Excited-State Properties and Transitions of Fluorescent 8-Vinyl Adenosine in DNA

Abstract

8-vinyl-adenosine (8VA) is a new fluorescent nucleoside analogue with improved spectroscopic properties as compared to 2-aminopurine (2AP). To further understand its photophysics, we analyzed by the time-dependent density functional theory and the configuration interaction single method, the electronic properties, and transitions of 8VA in its free form and stacked with one or two flanking bases. For free 8VA, the predicted excited-state energy gaps, absorbance peak position, and oscillator strength were found to be in excellent agreement with the experimentally determined ones. Moreover, its high fluorescence quantum yield was found to be associated with the dipole-allowed S1 --> S0 transition. Stacking of 8VA with C, T, or A in dimers or trimers resulted in fluorescence quenching through mechanisms that depend on the nature and relative orientation of the flanking base(s). When 8VA is stacked with T, quenching mainly results from nonradiative relaxation to low-lying dark excited state(s) that do not exist in free 8VA. When 8VA is stacked with A, quenching results mainly from mixing of the molecular orbitals in the ground state.
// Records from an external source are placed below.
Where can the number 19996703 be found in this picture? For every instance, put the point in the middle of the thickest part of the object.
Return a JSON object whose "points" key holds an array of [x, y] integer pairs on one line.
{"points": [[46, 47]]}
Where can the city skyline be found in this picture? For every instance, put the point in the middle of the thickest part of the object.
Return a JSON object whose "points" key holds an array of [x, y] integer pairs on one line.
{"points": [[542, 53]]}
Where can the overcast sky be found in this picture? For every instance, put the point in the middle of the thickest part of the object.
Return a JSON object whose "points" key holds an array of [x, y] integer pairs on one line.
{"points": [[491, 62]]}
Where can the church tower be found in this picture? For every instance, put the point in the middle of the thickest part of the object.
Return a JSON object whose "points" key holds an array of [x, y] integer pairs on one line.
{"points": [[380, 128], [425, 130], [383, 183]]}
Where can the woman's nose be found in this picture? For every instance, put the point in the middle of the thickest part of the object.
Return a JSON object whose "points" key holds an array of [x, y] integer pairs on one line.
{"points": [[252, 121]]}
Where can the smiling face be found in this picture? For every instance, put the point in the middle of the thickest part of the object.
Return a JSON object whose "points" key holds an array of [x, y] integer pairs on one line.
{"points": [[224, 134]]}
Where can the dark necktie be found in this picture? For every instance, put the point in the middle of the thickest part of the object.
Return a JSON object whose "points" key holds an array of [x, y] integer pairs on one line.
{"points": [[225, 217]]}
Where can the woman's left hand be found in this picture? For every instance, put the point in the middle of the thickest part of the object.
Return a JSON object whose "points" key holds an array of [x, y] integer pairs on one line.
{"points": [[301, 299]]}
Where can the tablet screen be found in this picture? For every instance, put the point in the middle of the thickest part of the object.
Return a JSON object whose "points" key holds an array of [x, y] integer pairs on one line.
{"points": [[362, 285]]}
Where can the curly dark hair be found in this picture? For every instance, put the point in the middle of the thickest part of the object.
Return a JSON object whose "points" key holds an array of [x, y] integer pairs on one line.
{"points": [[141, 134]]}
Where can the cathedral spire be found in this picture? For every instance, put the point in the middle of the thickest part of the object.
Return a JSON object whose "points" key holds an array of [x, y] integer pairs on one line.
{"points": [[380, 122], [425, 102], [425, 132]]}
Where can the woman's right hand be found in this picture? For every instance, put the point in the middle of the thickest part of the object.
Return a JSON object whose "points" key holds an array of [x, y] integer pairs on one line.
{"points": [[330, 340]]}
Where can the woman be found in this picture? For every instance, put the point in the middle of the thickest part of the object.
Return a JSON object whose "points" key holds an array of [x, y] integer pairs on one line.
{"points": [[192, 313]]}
Both types of quenching are thought to accompany the stacking of 8VA with C. In addition, the C-8VA-C trimer was found to exhibit a low-lying S1 emissive state that may generate an increased fluorescence quantum yield and lifetime. The predicted photophysical properties of the trimers are highly consistent with the spectroscopic data of a series of 15-mer oligonucleotides differing only by the nature of the residues flanking the central 8VA.